Tak hanya menyoal penculikan dan pembunuhan tujuh perwira Angkatan Darat, perstiwa G30S juga memicu aksi kekerasan dan pembantaian besar-besaran pada tahun-tahun sesudahnya.
Pembantaian itu menyasar mereka yang dituding sebagai anggota dan simpatisan Partai Komunis Indonesia (PKI), yang merembet dengan pembunuhan tanpa pengadilan terhadap kelompok nasionalis dan sukarnois.
Menurut catatan sejarawan, sejak Oktober 1965 hingga Maret 1966, antara 200.000 hingga lebih dari 500.000 orang tewas. Amnesty Internasional menyebut satu juta orang ditahan tanpa proses pengadilan.
Jika proses peradilan itu benar-benar ada untuk para korban, Sarwo Edhie Wibowo patut disorot karena menjadi salah satu pelaku operasi brutal pembantaian massal "kaum kiri" pasca peristiwa G30S.
Duet Maut Soeharto dan Sarwo Edhi

Saat itu, bermodalkan Surat Perintah Sebelas Maret (Supersemar), Soeharto selaku Panglima Kostrad (Komando Cadangan Strategis Angkatan Darat), menunjuk Sarwo Edhi sebagai pemimpin operasi penumpasan PKI.
Tanpa ragu, Sarwo Edhie yang berpangkat Komandan RPKAD (Resimen Para Komando Angkatan Darat) mengiyakan misi yang diperintahkan. Dia menyatakan berpihak pada Soeharto.
Kabar ini diteruskan Kolonel Herman Sarens kepada Soeharto. Kesigapan Sarwo Edhie juga ditengarai dibakar oleh api amarah atas kematian Ahmad Yani, selaku teman dan pelindungnya di Angkatan Darat, yang juga dibantai di peristiwa G30S.
“Ini merupakan awal kerja sama Soeharto-Sarwo yang kemudian menjadi duet yang sangat klop selama aksi pemberantasan PKI,” ungkap Probosutedjo, adik Soeharto, dalam memoarnya, Saya dan Mas Harto karya Alberthiene Endah.
Hubungan Sarwo Edhie dengan Ahmad Yani dimulai pada tahun 1959. Saat itu Ahmad Yani merekomendasikan Sarwo Edhie menjadi Komandan Sekolah Para Komando Angkatan Darat atau SPKAD menggantikan Kapten Wijogo Atmodarminto.
Karir militer Sarwo Edhie makin melejit ketika Ahmad Yani--saat itu Menteri Panglima Angkatan Darat--menunjuk dia sebagai Kepala Staf RPKAD. Pada Februari 1966, Ahmad Yani resmi menetapkan Sarwo Edhie menjadi Komandan RPKAD.
Ia menggantikan Kolonel Moeng Parhadimoeljo hingga 1967. Sarwo Edhie dan Ahmad Yani berasal dari daerah yang sama yaitu Purworejo, Jawa Tengah.

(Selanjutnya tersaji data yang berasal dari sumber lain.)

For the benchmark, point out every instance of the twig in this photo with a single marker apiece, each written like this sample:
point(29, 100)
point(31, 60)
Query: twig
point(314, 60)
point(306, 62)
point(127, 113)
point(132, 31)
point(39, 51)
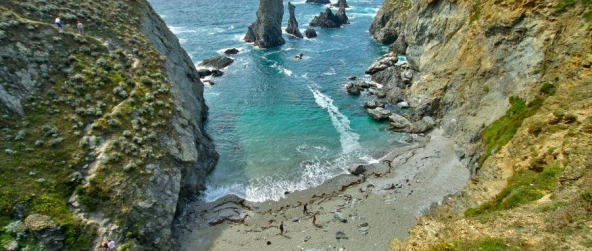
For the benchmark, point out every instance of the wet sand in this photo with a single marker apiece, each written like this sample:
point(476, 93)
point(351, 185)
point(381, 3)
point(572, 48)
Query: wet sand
point(350, 212)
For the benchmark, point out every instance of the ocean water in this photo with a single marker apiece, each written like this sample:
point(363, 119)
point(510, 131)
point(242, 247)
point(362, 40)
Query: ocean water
point(282, 124)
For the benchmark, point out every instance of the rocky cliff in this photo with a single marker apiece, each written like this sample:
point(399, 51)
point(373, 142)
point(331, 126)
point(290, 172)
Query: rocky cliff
point(102, 131)
point(482, 68)
point(266, 31)
point(292, 23)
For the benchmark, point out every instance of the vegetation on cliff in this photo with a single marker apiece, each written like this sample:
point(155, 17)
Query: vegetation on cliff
point(93, 107)
point(516, 99)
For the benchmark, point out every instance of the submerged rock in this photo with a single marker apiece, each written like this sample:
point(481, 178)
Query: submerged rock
point(318, 1)
point(266, 31)
point(310, 33)
point(217, 62)
point(292, 23)
point(327, 20)
point(379, 113)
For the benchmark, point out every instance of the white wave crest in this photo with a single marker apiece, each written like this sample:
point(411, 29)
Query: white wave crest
point(347, 137)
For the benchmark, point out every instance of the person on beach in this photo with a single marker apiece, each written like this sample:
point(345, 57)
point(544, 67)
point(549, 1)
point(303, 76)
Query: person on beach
point(80, 28)
point(59, 24)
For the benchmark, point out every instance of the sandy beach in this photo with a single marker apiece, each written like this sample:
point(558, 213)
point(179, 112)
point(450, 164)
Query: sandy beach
point(348, 212)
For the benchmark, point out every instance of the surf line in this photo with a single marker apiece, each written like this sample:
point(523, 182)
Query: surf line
point(347, 137)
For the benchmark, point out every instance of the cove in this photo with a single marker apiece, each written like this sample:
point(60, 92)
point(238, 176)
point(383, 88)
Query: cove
point(282, 124)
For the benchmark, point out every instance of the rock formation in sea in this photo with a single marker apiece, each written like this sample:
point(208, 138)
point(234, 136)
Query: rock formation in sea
point(114, 125)
point(266, 31)
point(318, 1)
point(310, 33)
point(471, 68)
point(292, 23)
point(340, 3)
point(327, 19)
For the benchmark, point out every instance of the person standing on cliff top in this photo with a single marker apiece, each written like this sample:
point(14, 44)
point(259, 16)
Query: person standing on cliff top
point(80, 28)
point(59, 24)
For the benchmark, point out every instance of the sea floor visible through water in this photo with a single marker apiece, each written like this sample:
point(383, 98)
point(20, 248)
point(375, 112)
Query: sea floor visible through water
point(281, 124)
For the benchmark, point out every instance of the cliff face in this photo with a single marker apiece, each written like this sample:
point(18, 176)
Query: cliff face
point(471, 57)
point(103, 131)
point(266, 31)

Kedekatan itu faktor yang mendorong Soeharto mempercayainya menumpas orang-orang PKI.
“Mereka berdua merupakan sahabat erat, teman satu daerah asal, dan malahan teman satu kompi sejak masih dalam kesatuan Pembela Tanah Air (Peta) di zaman pendudukan Jepang,” tulis Julius Pour dalam biografi Benny Moerdani.

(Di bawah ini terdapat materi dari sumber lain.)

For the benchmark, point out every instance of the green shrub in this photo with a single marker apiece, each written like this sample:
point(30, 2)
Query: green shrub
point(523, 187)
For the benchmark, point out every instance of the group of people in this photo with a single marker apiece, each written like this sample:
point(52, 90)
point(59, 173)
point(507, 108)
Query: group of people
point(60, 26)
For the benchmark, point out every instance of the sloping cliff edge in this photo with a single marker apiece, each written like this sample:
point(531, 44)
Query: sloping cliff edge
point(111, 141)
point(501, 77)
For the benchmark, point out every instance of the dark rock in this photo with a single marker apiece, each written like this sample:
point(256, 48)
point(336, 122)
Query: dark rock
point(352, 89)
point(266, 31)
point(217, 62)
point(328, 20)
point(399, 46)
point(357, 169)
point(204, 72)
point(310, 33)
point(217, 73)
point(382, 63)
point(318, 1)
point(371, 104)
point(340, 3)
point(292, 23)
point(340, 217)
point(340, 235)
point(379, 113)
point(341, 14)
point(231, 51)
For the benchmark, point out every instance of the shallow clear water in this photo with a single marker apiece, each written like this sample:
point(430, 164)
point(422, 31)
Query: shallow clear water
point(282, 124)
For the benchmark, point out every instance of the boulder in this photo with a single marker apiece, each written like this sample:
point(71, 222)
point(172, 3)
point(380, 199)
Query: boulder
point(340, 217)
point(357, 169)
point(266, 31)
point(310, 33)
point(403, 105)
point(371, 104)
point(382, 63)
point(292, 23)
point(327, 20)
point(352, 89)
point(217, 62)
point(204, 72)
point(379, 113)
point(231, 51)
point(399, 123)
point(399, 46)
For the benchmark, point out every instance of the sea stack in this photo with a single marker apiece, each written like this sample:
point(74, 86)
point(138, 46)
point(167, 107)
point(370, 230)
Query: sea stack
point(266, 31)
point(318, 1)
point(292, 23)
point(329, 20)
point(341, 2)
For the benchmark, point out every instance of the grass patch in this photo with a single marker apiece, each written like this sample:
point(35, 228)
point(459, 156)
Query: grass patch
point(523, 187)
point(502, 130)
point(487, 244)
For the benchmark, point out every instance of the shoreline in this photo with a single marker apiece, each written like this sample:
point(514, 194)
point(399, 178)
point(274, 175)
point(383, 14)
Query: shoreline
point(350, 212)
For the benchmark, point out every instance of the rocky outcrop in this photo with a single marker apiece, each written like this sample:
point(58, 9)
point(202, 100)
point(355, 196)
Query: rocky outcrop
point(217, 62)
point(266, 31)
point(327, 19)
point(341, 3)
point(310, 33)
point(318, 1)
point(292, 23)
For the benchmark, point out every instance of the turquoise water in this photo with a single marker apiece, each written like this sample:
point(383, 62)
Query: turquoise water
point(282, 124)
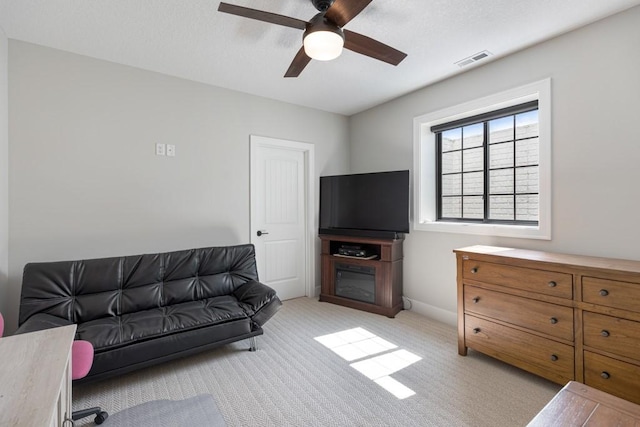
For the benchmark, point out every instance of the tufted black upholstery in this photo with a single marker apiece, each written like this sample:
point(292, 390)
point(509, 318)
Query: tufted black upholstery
point(144, 309)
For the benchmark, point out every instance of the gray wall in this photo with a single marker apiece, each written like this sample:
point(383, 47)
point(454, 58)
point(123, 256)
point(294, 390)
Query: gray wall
point(84, 179)
point(595, 150)
point(4, 173)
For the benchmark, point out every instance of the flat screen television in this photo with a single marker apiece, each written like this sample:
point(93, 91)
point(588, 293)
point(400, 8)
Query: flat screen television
point(368, 204)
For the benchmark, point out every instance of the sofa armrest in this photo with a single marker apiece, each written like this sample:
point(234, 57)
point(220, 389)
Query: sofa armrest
point(258, 300)
point(41, 321)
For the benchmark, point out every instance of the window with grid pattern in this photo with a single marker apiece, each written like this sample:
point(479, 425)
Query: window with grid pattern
point(488, 167)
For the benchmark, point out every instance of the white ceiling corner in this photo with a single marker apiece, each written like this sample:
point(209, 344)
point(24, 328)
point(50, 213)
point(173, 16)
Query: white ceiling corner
point(192, 40)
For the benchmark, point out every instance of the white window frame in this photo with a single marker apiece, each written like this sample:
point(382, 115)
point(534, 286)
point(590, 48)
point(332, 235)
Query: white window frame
point(424, 157)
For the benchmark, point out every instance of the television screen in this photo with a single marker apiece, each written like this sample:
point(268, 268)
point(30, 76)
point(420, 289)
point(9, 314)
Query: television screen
point(362, 204)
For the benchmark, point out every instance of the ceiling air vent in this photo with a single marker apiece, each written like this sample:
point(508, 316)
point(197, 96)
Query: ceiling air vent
point(473, 58)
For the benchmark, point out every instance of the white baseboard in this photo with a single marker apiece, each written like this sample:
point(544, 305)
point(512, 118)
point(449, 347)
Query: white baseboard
point(444, 316)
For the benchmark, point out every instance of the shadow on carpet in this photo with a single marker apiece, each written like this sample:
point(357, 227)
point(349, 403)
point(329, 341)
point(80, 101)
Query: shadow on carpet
point(196, 411)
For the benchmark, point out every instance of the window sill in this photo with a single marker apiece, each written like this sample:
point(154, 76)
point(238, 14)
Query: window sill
point(517, 231)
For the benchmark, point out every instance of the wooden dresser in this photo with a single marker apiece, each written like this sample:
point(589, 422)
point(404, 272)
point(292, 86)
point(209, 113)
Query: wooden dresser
point(563, 317)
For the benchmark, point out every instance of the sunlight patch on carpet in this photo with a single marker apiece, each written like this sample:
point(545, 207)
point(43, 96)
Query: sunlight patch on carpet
point(358, 343)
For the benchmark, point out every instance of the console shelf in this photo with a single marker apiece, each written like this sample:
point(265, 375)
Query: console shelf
point(381, 293)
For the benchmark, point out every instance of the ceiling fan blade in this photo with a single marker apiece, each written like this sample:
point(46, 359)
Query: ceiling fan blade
point(372, 48)
point(299, 62)
point(260, 15)
point(343, 11)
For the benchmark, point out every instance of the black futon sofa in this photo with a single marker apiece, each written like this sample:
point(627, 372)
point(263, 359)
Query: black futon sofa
point(145, 309)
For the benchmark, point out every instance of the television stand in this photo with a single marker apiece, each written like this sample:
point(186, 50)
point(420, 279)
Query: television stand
point(371, 283)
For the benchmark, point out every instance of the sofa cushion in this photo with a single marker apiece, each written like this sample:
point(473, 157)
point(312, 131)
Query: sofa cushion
point(117, 331)
point(82, 291)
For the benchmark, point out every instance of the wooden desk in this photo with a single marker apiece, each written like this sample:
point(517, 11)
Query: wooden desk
point(580, 405)
point(35, 378)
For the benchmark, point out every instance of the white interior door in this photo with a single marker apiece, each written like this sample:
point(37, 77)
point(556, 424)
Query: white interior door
point(279, 220)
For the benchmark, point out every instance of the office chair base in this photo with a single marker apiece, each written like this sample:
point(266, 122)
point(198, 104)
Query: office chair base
point(101, 415)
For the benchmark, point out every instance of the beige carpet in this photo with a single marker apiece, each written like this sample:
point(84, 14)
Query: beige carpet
point(296, 380)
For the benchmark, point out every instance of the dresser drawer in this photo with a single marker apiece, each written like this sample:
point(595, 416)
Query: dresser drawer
point(613, 376)
point(528, 279)
point(612, 334)
point(544, 357)
point(611, 293)
point(551, 319)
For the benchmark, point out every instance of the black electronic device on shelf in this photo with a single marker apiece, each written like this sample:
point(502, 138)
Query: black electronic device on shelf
point(354, 251)
point(366, 205)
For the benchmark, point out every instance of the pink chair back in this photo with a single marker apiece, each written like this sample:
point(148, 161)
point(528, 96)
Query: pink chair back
point(81, 359)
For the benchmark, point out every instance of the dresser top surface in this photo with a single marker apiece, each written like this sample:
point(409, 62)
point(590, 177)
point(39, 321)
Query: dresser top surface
point(581, 261)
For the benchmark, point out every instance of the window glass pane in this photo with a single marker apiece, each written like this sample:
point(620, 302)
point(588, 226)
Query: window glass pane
point(452, 185)
point(501, 155)
point(452, 162)
point(473, 135)
point(451, 207)
point(501, 207)
point(473, 183)
point(501, 130)
point(473, 207)
point(527, 208)
point(527, 180)
point(527, 124)
point(527, 152)
point(501, 181)
point(473, 160)
point(452, 139)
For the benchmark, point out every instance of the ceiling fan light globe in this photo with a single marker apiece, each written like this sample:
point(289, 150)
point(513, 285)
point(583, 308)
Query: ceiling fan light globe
point(323, 45)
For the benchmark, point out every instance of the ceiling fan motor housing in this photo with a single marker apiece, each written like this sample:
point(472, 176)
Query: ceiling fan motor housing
point(321, 23)
point(322, 5)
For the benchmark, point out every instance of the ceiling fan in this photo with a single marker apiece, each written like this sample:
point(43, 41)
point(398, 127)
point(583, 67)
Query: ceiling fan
point(324, 36)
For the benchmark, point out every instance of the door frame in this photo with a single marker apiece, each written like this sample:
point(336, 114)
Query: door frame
point(310, 225)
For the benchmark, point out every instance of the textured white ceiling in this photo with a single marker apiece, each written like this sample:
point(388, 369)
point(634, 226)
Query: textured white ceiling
point(190, 39)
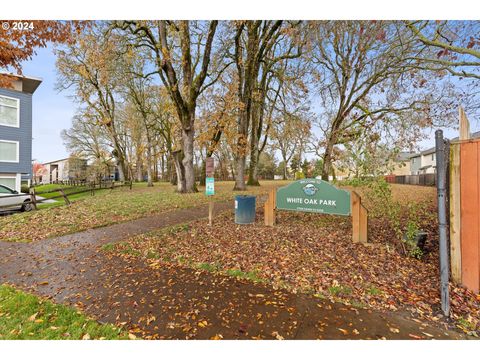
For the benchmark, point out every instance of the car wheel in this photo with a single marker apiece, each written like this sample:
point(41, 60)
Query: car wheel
point(27, 206)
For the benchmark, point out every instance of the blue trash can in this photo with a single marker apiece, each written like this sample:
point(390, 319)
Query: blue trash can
point(245, 209)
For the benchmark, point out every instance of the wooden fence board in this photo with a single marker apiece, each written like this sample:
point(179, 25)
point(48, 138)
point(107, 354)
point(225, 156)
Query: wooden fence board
point(455, 248)
point(469, 223)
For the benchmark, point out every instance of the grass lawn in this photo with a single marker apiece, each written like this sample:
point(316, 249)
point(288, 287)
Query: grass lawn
point(109, 207)
point(25, 316)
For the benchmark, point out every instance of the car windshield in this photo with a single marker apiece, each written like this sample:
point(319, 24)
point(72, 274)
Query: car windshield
point(5, 190)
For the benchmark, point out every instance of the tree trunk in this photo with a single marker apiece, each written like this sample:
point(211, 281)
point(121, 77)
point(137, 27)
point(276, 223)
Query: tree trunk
point(149, 167)
point(327, 161)
point(240, 175)
point(253, 168)
point(187, 137)
point(180, 170)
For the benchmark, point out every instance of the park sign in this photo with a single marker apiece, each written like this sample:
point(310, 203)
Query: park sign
point(210, 186)
point(313, 195)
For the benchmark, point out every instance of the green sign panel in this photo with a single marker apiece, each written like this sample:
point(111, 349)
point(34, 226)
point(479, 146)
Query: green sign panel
point(312, 195)
point(210, 186)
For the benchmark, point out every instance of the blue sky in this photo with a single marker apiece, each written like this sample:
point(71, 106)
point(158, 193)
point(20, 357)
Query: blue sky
point(53, 111)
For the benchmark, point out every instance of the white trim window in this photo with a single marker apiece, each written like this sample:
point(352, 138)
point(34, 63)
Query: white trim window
point(9, 151)
point(12, 181)
point(9, 111)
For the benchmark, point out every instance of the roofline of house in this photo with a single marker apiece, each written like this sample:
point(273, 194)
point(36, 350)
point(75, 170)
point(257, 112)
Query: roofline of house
point(30, 83)
point(59, 160)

Gerak Cepat Merebut Kendali Strategis

Sarwo Edhie memimpin pasukan untuk merebut Gedung Radio Republik Indonesia (RRI) dan Kantor Telekomunikasi pada 1 Oktober 1965.

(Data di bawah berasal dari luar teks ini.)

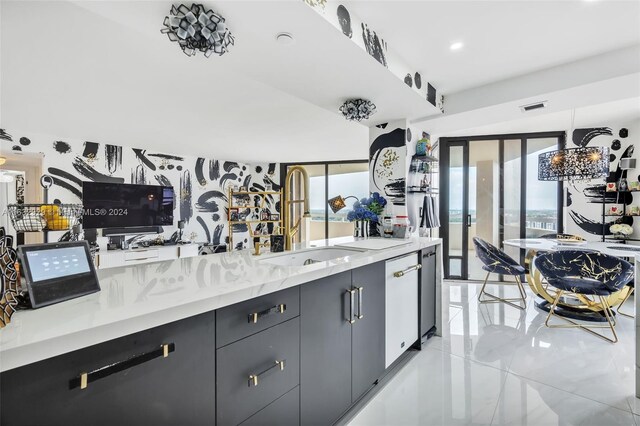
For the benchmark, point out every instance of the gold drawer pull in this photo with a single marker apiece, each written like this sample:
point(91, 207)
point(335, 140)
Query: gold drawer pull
point(279, 309)
point(406, 271)
point(82, 381)
point(253, 378)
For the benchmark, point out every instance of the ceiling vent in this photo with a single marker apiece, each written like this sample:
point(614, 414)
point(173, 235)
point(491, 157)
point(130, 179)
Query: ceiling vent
point(534, 106)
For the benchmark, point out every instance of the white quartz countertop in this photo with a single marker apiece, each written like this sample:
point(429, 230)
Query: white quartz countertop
point(139, 297)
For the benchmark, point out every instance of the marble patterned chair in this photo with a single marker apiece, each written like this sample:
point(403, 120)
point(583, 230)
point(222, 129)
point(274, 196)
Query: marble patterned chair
point(588, 274)
point(497, 261)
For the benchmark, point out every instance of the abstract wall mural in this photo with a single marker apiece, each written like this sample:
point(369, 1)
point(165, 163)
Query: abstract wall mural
point(374, 44)
point(367, 38)
point(345, 21)
point(584, 199)
point(200, 184)
point(387, 161)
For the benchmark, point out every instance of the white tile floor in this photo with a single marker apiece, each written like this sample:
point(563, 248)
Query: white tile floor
point(498, 365)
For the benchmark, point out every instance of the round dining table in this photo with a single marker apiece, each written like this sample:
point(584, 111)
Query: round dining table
point(580, 307)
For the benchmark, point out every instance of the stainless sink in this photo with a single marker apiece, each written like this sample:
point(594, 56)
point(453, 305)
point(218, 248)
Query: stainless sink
point(311, 256)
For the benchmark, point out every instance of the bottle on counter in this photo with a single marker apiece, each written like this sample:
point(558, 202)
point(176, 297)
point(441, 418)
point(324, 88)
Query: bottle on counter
point(387, 227)
point(401, 227)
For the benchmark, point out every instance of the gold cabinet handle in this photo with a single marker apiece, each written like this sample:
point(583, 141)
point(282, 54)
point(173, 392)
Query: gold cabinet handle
point(360, 314)
point(253, 378)
point(280, 309)
point(406, 271)
point(351, 294)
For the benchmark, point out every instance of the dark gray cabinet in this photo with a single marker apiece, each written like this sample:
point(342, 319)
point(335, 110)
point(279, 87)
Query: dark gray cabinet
point(255, 371)
point(284, 411)
point(130, 381)
point(325, 349)
point(252, 316)
point(428, 291)
point(367, 332)
point(342, 341)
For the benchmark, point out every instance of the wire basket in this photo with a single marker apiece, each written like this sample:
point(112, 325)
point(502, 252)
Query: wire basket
point(44, 217)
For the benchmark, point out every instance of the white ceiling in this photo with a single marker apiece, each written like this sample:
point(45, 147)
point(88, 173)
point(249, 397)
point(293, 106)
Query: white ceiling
point(606, 114)
point(502, 39)
point(101, 70)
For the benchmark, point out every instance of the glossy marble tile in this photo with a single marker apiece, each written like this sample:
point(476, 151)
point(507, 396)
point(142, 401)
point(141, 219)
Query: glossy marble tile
point(436, 388)
point(525, 402)
point(576, 362)
point(550, 376)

Berhasil menguasai Gedung RRI, keesokan harinya, Soeharto memerintahkan Sarwo Edhie melanjutkan misi menguasai Pangkalan Udara Halim. Sempat terjadi konflik antara RPKAD dengan pasukan dari batalyon Jawa Tengah.
John Roosa, dalam bukunya Dalih Pembunuhan, menyebutkan seorang perwira Angkatan Udara Republik Indonesia (AURI), Komodor Dewanto, berhasil mencegah pertempuran besar-besaran antara RPKAD dan pasukan Batalyon 454.
Sarwo Edhie, juga sempat menemui para perwira Angkatan Udara untuk meyakinkan bahwa Soekarno sudah pergi sehingga Halim tidak menjadi ancaman bagi Angkatan Udara Republik Indonesia (AURI).
Bandar udara itu berhasil dikuasai Pasukan RPKAD pimpinan Sarwo Edhie pada pukul 06.10. Berhasil menjalankan misi di ibu kota, pada 18 Oktober 1965 Sarwo Edhie bertolak ke Jawa Tengah atas instruksi Soeharto untuk mengondisikan Semarang.
Sesampainya di Semarang, Sarwo Edhie memerintahkan pasukannya mengambil alih Markas Kodam Diponegoro yang dikuasai simpatisan PKI. Dalam operasinya, menurut laporan Tempo, ia menangkap 1.050 orang terduga simpatisan G30S.
Selang beberapa hari, pada 22 Oktober 1965, Sarwo Edhie melanjutkan operasi penumpasan di Surakarta. Bersama RPKAD ia menangkap 40 pemuda yang diduga kelompok yang terafiliasi G30S.
Mertua mantan Presiden Susilo Bambang Yudhoyono itu juga turut andil membekali masyarakat dengan pelatihan militer untuk membantu menjalankan operasi penumpasan simpatisan PKI secara swadaya.
Karir Sarwo Edhie Pasca Operasi G30S
Di Boyolali, bersama rakyat anti PKI, Sarwo Edhie menyisir daerah persembunyian massa PKI. Aksi penumpasan Sarwo Edhie bersama warga anti-PKI dilakukan setelah tersiar kabar akan terjadi gelombang demonstrasi besar-besaran oleh massa PKI.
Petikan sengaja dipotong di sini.